Model Risk Guidelines-Bank of England-SS1/23

Model Risk Guidelines-Bank of England-SS1/23

The use of models is pervasive in the financial domain. However, it can be argued that model risk framework is still catching up in several countries. Recently, Bank of England has recently released it model risk framework which will be effective from May 2024 for all the U.K-incorporated banks. While the new supervisory statement SS1/23 released by EBA aligns with the prevalent SR11 guidelines in the U.S., I find the new guidance provides clarity on some granular aspects. The following is a summary of the guidelines from the model validation perspective. In this article, I will limit the scope to the top three areas of validation: Conceptual Soundness, Ongoing Monitoring, and Governance:

Conceptual Soundness

  • Conceptual soundness can be supported by published research where available or industry practice where applicable.
  • Choice of variables included and the parameters should be in line with the design objectives.

Data and Inputs:

  • Model development process should ensure there is no bias in the data used and data aligns with the privacy guidelines
  • Input data used to develop is a representative of firm’s products/portfolios. When unrepresentative data had to be used, it should be addressed through a limitation.
  • Model inventory should include adjustments made to the input data and a record of interconnected data sources

Ongoing Monitoring and outcomes analysis

  • ?Use of benchmarking models to support the model output is advised.
  • Guidelines prescribes four broad outcomes analysis techniques

  1. Benchmarking – comparing model estimates with comparable but alternative estimates;
  2. Sensitivity testing – reaffirming the robustness of the model
  3. Analysis of overrides – evaluate and analyze the performance of model post adjustments
  4. Parallel outcomes analysis – assessing whether new data should be included in model calibration

  • ?Performance monitoring should be assessed from two perspectives: (i) backward-looking and (ii) Forward-looking. The use of actual observations to assess performance is backward-looking. The use of sensitivity analysis to assess the extent to which economic conditions can deteriorate is forward-looking. ?
  • ?Sensitivity analysis can be viewed as a performance monitoring tool as it can be used to establish model’s operating boundaries. Within the boundaries the model performance is expected to acceptable and beyond which model risk increases.

?Model governance

  • ?Model validation includes independent review of the model, performance monitoring of the model, and process verification.
  • Model validation should include the review of model risk mitigants (overlays) that are applied when model is not performing as expected.
  • The design objectives of a model should be pre-determined. These represent discriminatory power for rating systems, and accuracy for provisioning or pricing models, and may represent a degree of conservatism for liquidity and capital models
  • ? Model validation activities should include a review of complexity and materiality of the model. ?
  • Model materiality is a function of two factors: quantitative and qualitative. Quantitative factors such as book size, market value, or number of customers modeled. The qualitative factors include relative importance of the model for the business decisions.
  • Complex models are those that satisfy one of the three criteria. Models that are difficult to explain in non-technical technical terms. Models for which it is difficult to anticipate the model output given model input. Models that leverage interconnected or unstructured data as input.
  • Model risk mitigants typically include overlays, restrictions, and how model validation exceptions are escalated.

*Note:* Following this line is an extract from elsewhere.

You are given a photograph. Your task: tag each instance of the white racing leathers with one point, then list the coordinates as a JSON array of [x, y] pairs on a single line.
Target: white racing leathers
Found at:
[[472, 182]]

No model validation activity is complete without a review of the model documentation. Often, documentation-related findings is the most common issues in a model validation. Fortunately, guidance sheds some light on the documentation aspect as well.

Minimum documentation expectations

  1. Model Development Document: The document should be detailed enough for independent reader with the relevant expertise would be able to follow the model. With the keyword used being "Relevant expertise" reduces a lot of ambiguity.
  2. Model adjustment documentation (PMA): The documentation should at least cover (i) clear justification for applying PMAs; (ii) the criteria to determine how PMAs should be calculated and how to determine when PMAs should be reduced or removed; (iii) triggers for prolonged use of PMAs to activate validation and remediation

In conclusion, the supervisory statement from BoE is a welcome move as it provides regulatory guidance at a slightly more granular level, reducing the interpretation issues.

References:

(1) Bank of England Model Risk Guidelines

https://www.bankofengland.co.uk/prudential-regulation/publication/2023/may/model-risk-management-principles-for-banks-ss


Shreyas Ingale

Market Risk Model Validation @ Genpact | FRM (cleared)

11 个月

Thanks for sharing! I appreciate the fact that you have summarised the guidelines and also provided the link to the original document.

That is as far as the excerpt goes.